第45話 反抗期~自嘲1
遥貴が国王になったからと言って、遥貴に権力が与えられたわけではない。けれども、大臣など立派な大人たちがかしずき、宮殿に使える職員たちがひざまずく様を見続けていると、誰であっても自分が偉くなったように感じてしまうだろう。ましてや年端もゆかない子供なれば尚更である。その点、小さい頃から帝王学を学んでいた尊人などは、流石だったと未来は今更ながら感心する。
遥貴は、初めの頃こそ公務も勉強も頑張っていたが、数カ月国王を続けているうちに、勉強が滞りがちになってきた。やりたくない事はやらなくなって、先生が来ても姿を見せない時もあった。未来が注意しても、疲れているなどと言って言う事を聞かないのだ。食べ物や着る物に関しても、やんわりとではあるが好き嫌いを言うようになってきた。つまり、普通に13歳なのだ。だが、国王としてはやはり困る。未来は困り果てた。打開策を考えなければならない。

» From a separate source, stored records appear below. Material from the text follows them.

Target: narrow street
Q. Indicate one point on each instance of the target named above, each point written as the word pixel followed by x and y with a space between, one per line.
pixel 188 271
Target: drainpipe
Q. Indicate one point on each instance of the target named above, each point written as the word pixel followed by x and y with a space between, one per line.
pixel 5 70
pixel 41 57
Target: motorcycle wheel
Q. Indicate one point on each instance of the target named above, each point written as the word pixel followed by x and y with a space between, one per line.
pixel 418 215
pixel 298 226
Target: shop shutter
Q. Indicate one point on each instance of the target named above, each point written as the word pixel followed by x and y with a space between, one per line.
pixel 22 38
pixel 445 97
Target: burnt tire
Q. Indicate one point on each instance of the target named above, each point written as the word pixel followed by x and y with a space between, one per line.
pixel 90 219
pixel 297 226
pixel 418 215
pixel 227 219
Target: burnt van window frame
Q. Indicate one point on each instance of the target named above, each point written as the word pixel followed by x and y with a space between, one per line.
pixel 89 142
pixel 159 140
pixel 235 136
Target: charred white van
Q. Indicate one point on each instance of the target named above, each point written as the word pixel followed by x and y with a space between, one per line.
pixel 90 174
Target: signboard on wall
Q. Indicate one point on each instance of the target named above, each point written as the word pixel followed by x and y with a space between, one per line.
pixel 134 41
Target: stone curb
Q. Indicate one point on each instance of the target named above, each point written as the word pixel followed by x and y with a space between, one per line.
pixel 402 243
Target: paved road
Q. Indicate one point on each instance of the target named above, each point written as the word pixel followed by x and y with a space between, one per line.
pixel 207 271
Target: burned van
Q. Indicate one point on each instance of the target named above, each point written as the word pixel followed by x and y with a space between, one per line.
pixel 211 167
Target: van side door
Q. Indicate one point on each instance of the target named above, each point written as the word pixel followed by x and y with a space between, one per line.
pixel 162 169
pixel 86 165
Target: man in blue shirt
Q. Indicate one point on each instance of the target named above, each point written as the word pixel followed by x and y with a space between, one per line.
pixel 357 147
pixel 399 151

そこで、一計を案じた。君子に会わせる事だった。君子は尊人を育てたのだから、良きアドバイスをくれるのではないか、と考えたのだ。早速上司と相談し、君子に宮殿へ来てもらった。
「君子様、ご無沙汰しております。」
未来はひざまずいて挨拶をした。君子はニコニコしていた。
「未来さん、お久しぶりね。わたくしもすっかり年を取ってしまいました。」
「そんなことはありません。全くお変わりありませんよ。」
お世辞ではなく、本当に未来はそう思った。君子はちっとも変っていなかった。
君子の元へ、未来は遥貴を連れてきた。初対面である。孫と言って良いものか。
「まあ。」
君子はそう言ったきり、なかなか次の言葉が出て来なかった。無理もない。何しろ尊人にそっくりなのだから。子供の頃を良く知る君子にとっては、本当に尊人そのものに見えるに違いない。
「おばあ様、初めまして。」
遥貴はひざまずいて挨拶をした。
「陛下、いえ、遥貴さんね。初めまして。」
君子はニコニコしていたが、目には少し涙をためていた。未来は胸がぐっと詰まった。君子は、もう13年以上尊人に会っていないのだ。電話やメールさえしていないはずだ。
「君子様、もしお忙しくなければ、遥貴様の傍にいていただけませんか。我々だけでは手を焼いていまして。」
未来がそう言うと、遥貴がちょっと口を尖らせた。
「何それ。」
「陛下、お言葉が。」
未来がさりげなく注意する。遥貴は大きく息を吸って、ふっと吐いた。つまり、これ見よがしにため息をついたのだ。未来が顔をしかめると、君子がホホホと笑った。
「大丈夫ですよ、未来さん。尊人さんだって13歳くらいの時はそれはもう、反抗期で。注意することは大事ですが、すぐに直らなくても大丈夫です。いずれ分かってくれますから。大変でしょうけど。」
「君子さま・・・。」
未来はちょっと感動して言葉が出なかった。自分をねぎらってくれた事にもそうだが、なるほど、尊人もそうだったのか、反抗期なのか、いずれ直るのか、という事に。
「さすが、君子さま。お聞きして良かったです。」
未来は頭を下げた。
君子を再び宮殿に住まわせようと考えた未来だが、それは叶わなかった。しきたりなど、いろいろあるらしい。国王の親ではないので、宮殿に住むことは許されないようだ。時々会いに来てくれるよう、お願いするにとどめた。
そして、「恩赦」の話が出てきた。代々、国王が即位した際には、政治犯などの囚人を何人か恩赦により無罪にするのだ。真っ先に候補に挙がったのは、もちろん国王の父、尊人である。尊人はクーデターを起こした罪人である。実際にはイギリスにいるが、国内で幽閉されている事になっている。なので、尊人を無罪放免にして、極秘に帰国させ、この宮殿に住まわせるというのが一つ。そして、もう一人は瑠璃子だ。尊人の命を狙い、立てこもり事件を起こして自分が国王になろうとした瑠璃子。瑠璃子に関しては意見が割れた。未来も、無罪放免にして、公務を行ってもらうのには抵抗があった。
「遥貴、瑠璃子様の事は聞いたことあるか?」
未来が聞いてみた。
「瑠璃子さん?ううん、ないよ。」
「そりゃそうか。国王だった事さえ知らされてなかったんだもんな。」
未来はそう言うと、瑠璃子が尊人のいとこであること、瑠璃子が尊人の命を狙ったいきさつなどを話して聞かせた。
「罪を許すか?って言われても困るよな。」
一通り話した後、未来がそう言うと、遥貴は
「瑠璃子さんに会えるかな?会って、話してみたいな。それから考えてもいいんじゃない?」
と言った。ちゃんと自分で考えようとしている、と未来はこっそり驚いた。